My eyes began to close. In a half-dream I saw Ranjit, his face contorted, a fiend, a malignant thing. I started awake, and listened for a while to the soft echo of the sea, Lisa’s breath, until my eyes closed again.
And we slept, together and alone, as rains washed the city cleaner than the kneeling stone in a prison confessional.
The filthy Georges, as many had called them, were filthy rich. The whole of South Bombay babbled, marvelling at the fate that allowed the meekest of the city’s meek foreigners to become inheritors of the earth. The once-shunned beggars were suddenly shunted into social acceptability. How the fallen are mighty , Didier laughed happily.
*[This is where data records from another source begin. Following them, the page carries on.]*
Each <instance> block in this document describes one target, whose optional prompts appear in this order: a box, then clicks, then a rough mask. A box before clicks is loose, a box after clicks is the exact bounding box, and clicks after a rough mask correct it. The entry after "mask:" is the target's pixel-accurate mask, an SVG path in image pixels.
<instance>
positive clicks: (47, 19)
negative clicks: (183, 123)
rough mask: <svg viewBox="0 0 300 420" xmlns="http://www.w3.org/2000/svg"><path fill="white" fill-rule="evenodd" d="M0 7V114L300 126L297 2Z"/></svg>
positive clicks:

For three weeks the door of the Zodiac Georges’ suite opened, day and night, to admit a promissory of experts, devoting their talents to squeezing the square-peg street dwellers into the round holes of sudden wealth: tailors, barbers, podiatrists, jewellers, numerologists, watchmakers, yoga instructors, manicurists, stylists, meditation masters, astrologers, accountants, legal representatives, personal servants, and a frenzy of stress counsellors.
Securing the essential services of those professionals, and driving their fees to vulture leavings, was a task that Divya Devnani applied herself to with considerable energy, and no little flair. She took a suite at the hotel for those weeks, and was almost constantly in the company of the fledgling millionaires. Reinventing Scorpio and Gemini was a duty, she told me.
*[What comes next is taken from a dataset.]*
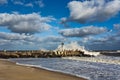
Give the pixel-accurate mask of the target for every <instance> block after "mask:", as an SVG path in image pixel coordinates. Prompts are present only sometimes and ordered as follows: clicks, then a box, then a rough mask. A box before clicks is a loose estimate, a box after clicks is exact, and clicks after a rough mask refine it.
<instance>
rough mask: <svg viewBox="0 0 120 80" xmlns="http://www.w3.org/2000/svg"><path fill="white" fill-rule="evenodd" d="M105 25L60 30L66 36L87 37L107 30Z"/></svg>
mask: <svg viewBox="0 0 120 80" xmlns="http://www.w3.org/2000/svg"><path fill="white" fill-rule="evenodd" d="M106 31H107V29H106V28H104V27H94V26H87V27H82V28H71V29H63V30H60V31H59V33H60V34H61V35H62V36H65V37H85V36H89V35H97V34H101V33H104V32H106Z"/></svg>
‘I was right there when the Georges came into their money,’ she said. ‘Me, who just happens to be the richest girl in Bombay, and a girl of supernaturally good taste. This is karma. This is kismet. Who am I to snub my nose? It’s my duty to help them rise from the ashes.’
The Zodiac Georges, for all their loving friendship, had completely different strategies for coping with the move from ashes to A-listers.
Gemini George suggested that they should give most of the money away. The Georges never lied, never cheated their customers, and never raised a hand to anyone. Life in the slums and back alleys of Bombay had given them a long list of friends and deserving recipients: people who’d helped them, managers of cheap restaurants and little shops who’d extended them life-saving lines of credit, a shuffle of beggars and street touts whose kindness had kept them afloat, and even a few cops, who’d always looked the other way.
With what remained of the money, Gemini enthused, they could have a long, unforgettable season of parties, and then put a modest amount into an interest-bearing account, paid monthly, and go back to living happily, and more comfortably, on the street.
Scorpio wasn’t tempted. Although he was horrified by the responsibilities and moral burdens of his sudden wealth, and he talked about it to everyone not skilled in the art of escaping pessimists, he couldn’t bring himself to part with it.
The first weeks of his prosperity were a nightmare, he said. Money is another word for misery, he said. Money is the ruin of peace, he said. But he wouldn’t embrace Gemini’s plan, and give the burden away.
He fretted, paced, moaned and mumbled. Shaved and trimmed, exfoliated and massaged, manicured and moisturised, the tall Canadian wandered back and forth in the luxurious suite, prosperously uneasy.
‘It will end badly, Lin,’ he said to me, when I dropped in to visit.
‘Everything ends badly, for everyone. That’s why we have art.’
‘I guess,’ he agreed vaguely, not consoled. ‘Did you see Gemini, when you came in? Is he still playing cards?’
‘I didn’t see him. A Sikh guy let me in. He called himself your major-domo.’